Little Lobbyists for Big Change
One amazing team of intrepid young scientists headed to Washington, D.C, to battle lead contamination.
Long known as a potent neurotoxin, lead is still used in a range of products in the United States, from cosmetics to wheel weights, batteries to aviation gasoline.
Wheel weights—the unassuming metal bars added to your wheels by your local mechanic when rebalancing your tires—are a big source of lead in our communities. They easily fall off tires on roads, highways, and driveways, and begin shedding particles of toxic lead in as little as two weeks. That lead ends up in our soil, streams, and homes. The United States Geological Survey has estimated that every year 4.4 million pounds of lead enter our communities due to wheel weights.
A team of intrepid young scientists in a South Carolina robotics league decided to do something about it.
While many kids might visit Washington, D.C., on a school field trip, these students were at the nation’s capital this month to urge the U.S. Environmental Protection Agency and Congress to ban neurotoxic lead in the wheel weights on our cars.
Their journey started in South Carolina, where the Hyperbolics, a FIRST® Lego® League robotics team, began to research real-world problems for a team science project. That seed grew into a public campaign to ban toxic lead in wheel weights.
Through Get The Lead Out, the Hyperbolics’ campaign in their home state, a bipartisan bill was introduced in South Carolina to phase out the use of lead wheel weights. During the campaign, the students learned that lead is a danger for kids all across America and that the EPA had stalled in its efforts to ban lead wheel weights.
They then decided to take their campaign to Washington, D.C.
Next, they met with Senate Environment & Public Works Committee staff at the Dirksen Senate Office Building.
Any exposure to lead poses serious health hazards, especially for young children.

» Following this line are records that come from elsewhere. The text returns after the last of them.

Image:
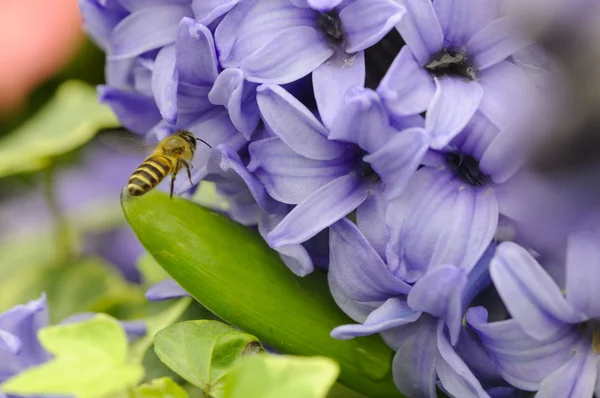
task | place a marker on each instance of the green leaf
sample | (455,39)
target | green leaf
(156,323)
(231,271)
(269,376)
(90,361)
(68,121)
(159,388)
(202,352)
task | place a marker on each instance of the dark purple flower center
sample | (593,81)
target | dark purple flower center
(331,26)
(466,168)
(451,63)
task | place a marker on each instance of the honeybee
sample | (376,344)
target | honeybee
(171,155)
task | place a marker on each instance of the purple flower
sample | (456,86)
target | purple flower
(453,64)
(550,345)
(279,41)
(19,346)
(413,319)
(327,179)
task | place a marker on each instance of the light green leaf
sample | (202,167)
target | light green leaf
(274,376)
(232,272)
(156,323)
(202,352)
(68,121)
(90,361)
(159,388)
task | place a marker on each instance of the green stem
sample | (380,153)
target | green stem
(61,228)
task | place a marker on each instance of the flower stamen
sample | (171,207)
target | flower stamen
(451,63)
(466,168)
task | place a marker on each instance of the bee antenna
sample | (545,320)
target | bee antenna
(205,143)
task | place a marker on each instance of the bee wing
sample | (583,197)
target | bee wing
(124,141)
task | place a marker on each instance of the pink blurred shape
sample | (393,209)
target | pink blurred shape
(37,38)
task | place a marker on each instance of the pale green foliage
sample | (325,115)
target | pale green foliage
(68,121)
(269,376)
(156,323)
(159,388)
(202,352)
(90,361)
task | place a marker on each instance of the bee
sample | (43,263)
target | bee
(170,156)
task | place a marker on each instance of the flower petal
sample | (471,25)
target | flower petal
(363,121)
(147,29)
(393,313)
(206,11)
(99,19)
(253,23)
(420,29)
(367,21)
(196,54)
(583,272)
(439,220)
(9,343)
(226,162)
(576,378)
(290,55)
(453,105)
(296,257)
(239,97)
(136,112)
(496,42)
(407,88)
(333,78)
(439,293)
(320,210)
(291,178)
(396,162)
(370,219)
(356,270)
(461,19)
(455,376)
(529,293)
(166,290)
(413,366)
(323,5)
(506,88)
(164,83)
(521,360)
(291,121)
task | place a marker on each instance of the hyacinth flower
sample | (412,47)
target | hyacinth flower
(454,63)
(551,344)
(325,178)
(420,321)
(280,41)
(19,346)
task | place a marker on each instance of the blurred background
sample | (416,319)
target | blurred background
(61,227)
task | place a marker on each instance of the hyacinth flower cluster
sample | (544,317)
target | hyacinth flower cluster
(374,140)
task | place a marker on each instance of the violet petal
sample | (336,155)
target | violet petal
(290,55)
(291,121)
(420,29)
(367,21)
(147,29)
(453,105)
(529,293)
(397,161)
(320,210)
(407,88)
(393,313)
(439,293)
(333,78)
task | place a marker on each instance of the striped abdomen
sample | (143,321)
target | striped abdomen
(149,174)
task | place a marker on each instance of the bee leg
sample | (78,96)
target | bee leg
(187,168)
(173,175)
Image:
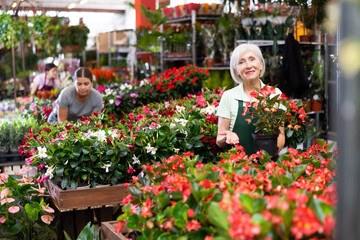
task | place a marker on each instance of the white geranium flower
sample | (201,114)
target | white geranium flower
(42,152)
(135,160)
(183,122)
(209,110)
(106,167)
(180,109)
(108,91)
(100,135)
(49,172)
(113,133)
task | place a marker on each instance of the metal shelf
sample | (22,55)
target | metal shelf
(199,17)
(177,58)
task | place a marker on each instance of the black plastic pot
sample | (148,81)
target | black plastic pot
(267,143)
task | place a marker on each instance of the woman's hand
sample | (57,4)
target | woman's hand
(230,137)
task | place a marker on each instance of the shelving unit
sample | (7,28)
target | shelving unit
(186,19)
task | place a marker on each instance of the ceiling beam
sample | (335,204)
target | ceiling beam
(62,9)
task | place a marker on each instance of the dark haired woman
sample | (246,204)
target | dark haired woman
(45,81)
(77,100)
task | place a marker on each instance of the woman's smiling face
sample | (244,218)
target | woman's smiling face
(83,86)
(249,67)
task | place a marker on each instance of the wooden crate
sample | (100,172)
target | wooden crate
(66,200)
(108,229)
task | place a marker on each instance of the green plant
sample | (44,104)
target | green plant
(88,233)
(73,35)
(24,211)
(296,128)
(270,110)
(181,198)
(89,152)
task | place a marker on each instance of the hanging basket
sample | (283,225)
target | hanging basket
(267,143)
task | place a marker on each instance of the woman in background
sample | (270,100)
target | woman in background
(45,81)
(77,100)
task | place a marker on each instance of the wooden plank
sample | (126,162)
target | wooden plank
(66,200)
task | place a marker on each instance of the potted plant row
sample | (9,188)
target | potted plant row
(240,197)
(12,133)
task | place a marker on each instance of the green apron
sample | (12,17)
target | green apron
(244,130)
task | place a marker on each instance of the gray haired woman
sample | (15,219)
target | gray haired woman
(246,67)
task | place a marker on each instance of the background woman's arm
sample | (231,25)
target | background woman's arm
(62,114)
(225,136)
(281,139)
(33,91)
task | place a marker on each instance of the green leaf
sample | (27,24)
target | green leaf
(73,164)
(321,209)
(88,232)
(180,223)
(110,152)
(133,221)
(14,229)
(32,213)
(177,210)
(247,202)
(298,171)
(217,217)
(64,183)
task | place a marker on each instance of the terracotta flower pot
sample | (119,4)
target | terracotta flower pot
(267,143)
(316,105)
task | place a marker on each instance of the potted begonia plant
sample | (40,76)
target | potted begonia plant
(270,112)
(24,209)
(238,198)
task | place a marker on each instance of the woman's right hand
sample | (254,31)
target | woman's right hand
(231,137)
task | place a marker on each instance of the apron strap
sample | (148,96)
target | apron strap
(244,130)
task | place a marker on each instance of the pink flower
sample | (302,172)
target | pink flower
(48,209)
(4,193)
(7,200)
(13,209)
(47,218)
(193,225)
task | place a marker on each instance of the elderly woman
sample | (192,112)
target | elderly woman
(246,67)
(77,100)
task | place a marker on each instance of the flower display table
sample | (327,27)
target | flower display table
(80,206)
(66,200)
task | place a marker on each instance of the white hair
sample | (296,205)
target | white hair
(239,51)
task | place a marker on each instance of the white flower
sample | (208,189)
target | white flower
(108,91)
(106,166)
(183,122)
(99,134)
(209,110)
(136,160)
(180,108)
(49,172)
(42,152)
(150,149)
(113,133)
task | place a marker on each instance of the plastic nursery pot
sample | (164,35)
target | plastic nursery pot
(210,62)
(267,143)
(316,105)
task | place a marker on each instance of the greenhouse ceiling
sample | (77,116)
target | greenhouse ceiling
(68,5)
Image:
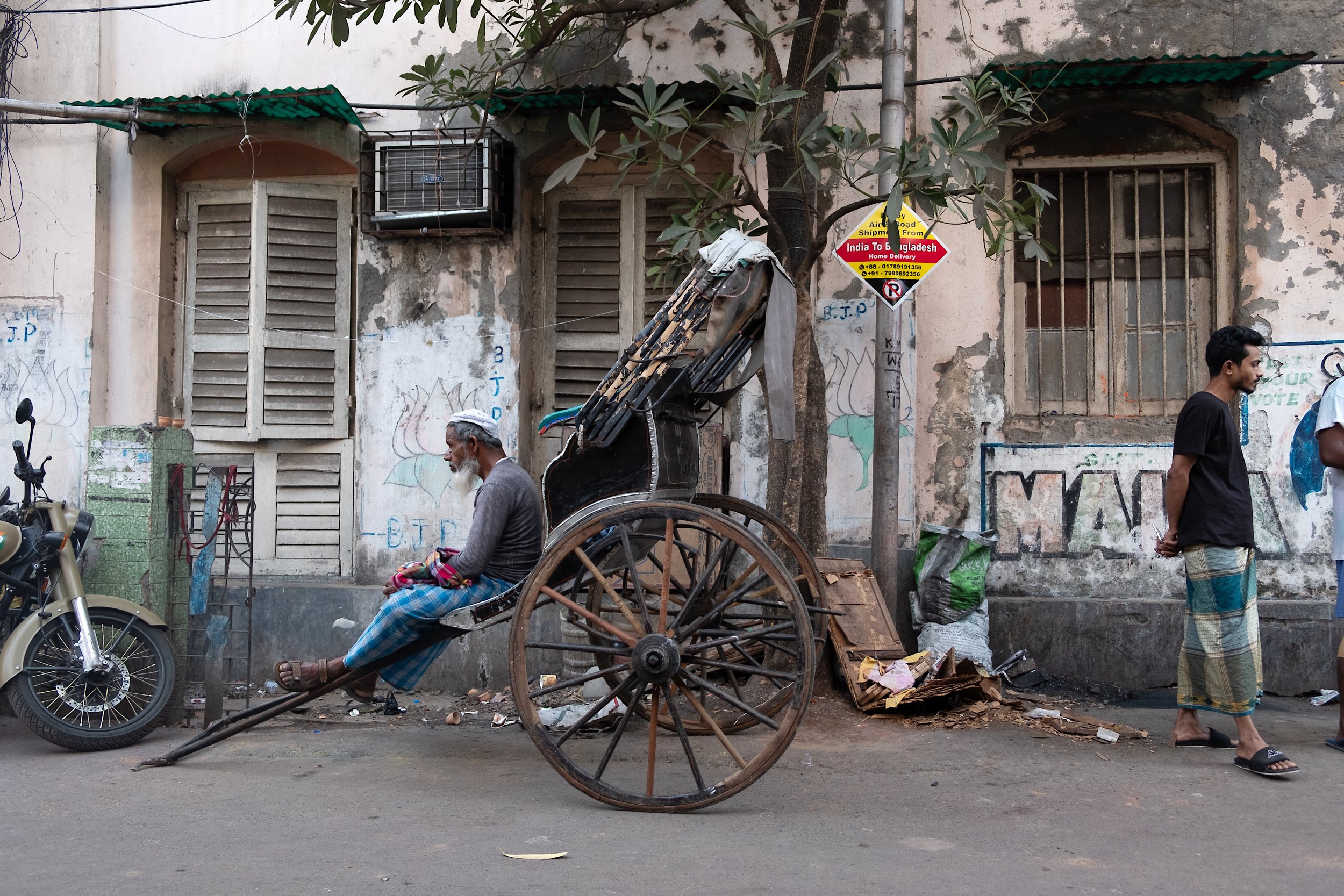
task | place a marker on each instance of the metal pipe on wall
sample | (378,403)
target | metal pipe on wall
(108,113)
(886,369)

Lead poisoning can create developmental disabilities, seizures, hearing loss, kidney failure, and behavioral problems in children. The Centers for Disease Control estimates that over half a million children in the United States have levels of lead in their blood high enough to require a medical intervention.
The young advocates took turns laying out their case for protecting kids and the environment from more lead contamination. The presence of the weights served as strong evidence for just how prevalent this problem is.
The team originally began their campaign by meeting with local tire shops in South Carolina. They soon earned support from wheel weight manufacturers and retailers such as Plombco, Hennessy Industries, and Bridgestone Firestone. Wheel weights are easily manufactured with alternative metals, including steel, with virtually no difference to cost.
While EPA has been slow to act on lead wheel weights, seven states (California, Illinois, Maine, Minnesota, New York, Washington, and Vermont)—and all of Europe—have rejected this harmful and unnecessary use of toxic lead.
Protecting children, workers, consumers, and communities from toxic chemicals is a priority for the Healthy Communities team at Earthjustice. To this end, the team is working to uplift the voices of impacted communities and connect them to decisionmakers. Gartner and Delgado helped coordinate meetings on Capitol Hill, and mentor the students on the fundamentals of advocacy and the role that Congress and the Administration play in establishing laws and regulations that protect children from chemicals.
For years, Earthjustice has been advocating and litigating to protect children from exposure to numerous sources of lead, so working with these students was a perfect fit.
Undeterred by federal agencies’ sluggish pace on lead, this team and their coaches are devoted to preventing unnecessary lead poisoning in communities.
Under the revised Toxic Substances Control Act, EPA has new authority to prioritize lead as one of ten priority chemicals for immediate risk evaluation and action. The team made their case for making lead a priority chemical under the recently revised law. Doing so would give EPA the authority to ban or significantly reduce the manufacturing, processing, distribution, use and disposal of lead—including its use in wheel weights.
Lily closed her presentation to the Committee with a plea: “We ask that you choose to regulate lead, and that you then phase out lead wheel weights as quickly as possible.”
Delgado, who advocates on Capitol Hill for stronger environmental health regulations for all people, especially those most impacted by environmental harm, was inspired by the young changemakers who had come to D.C. “Legislators serve at the pleasure of the people,” Delgado has said. “How we elevate the voices of the people most impacted by the issues we’re working on, is really the big task at hand.”
The Hyperbolics left their mark on D.C., and are already planning next steps in their campaign to ban toxic lead wheel weights.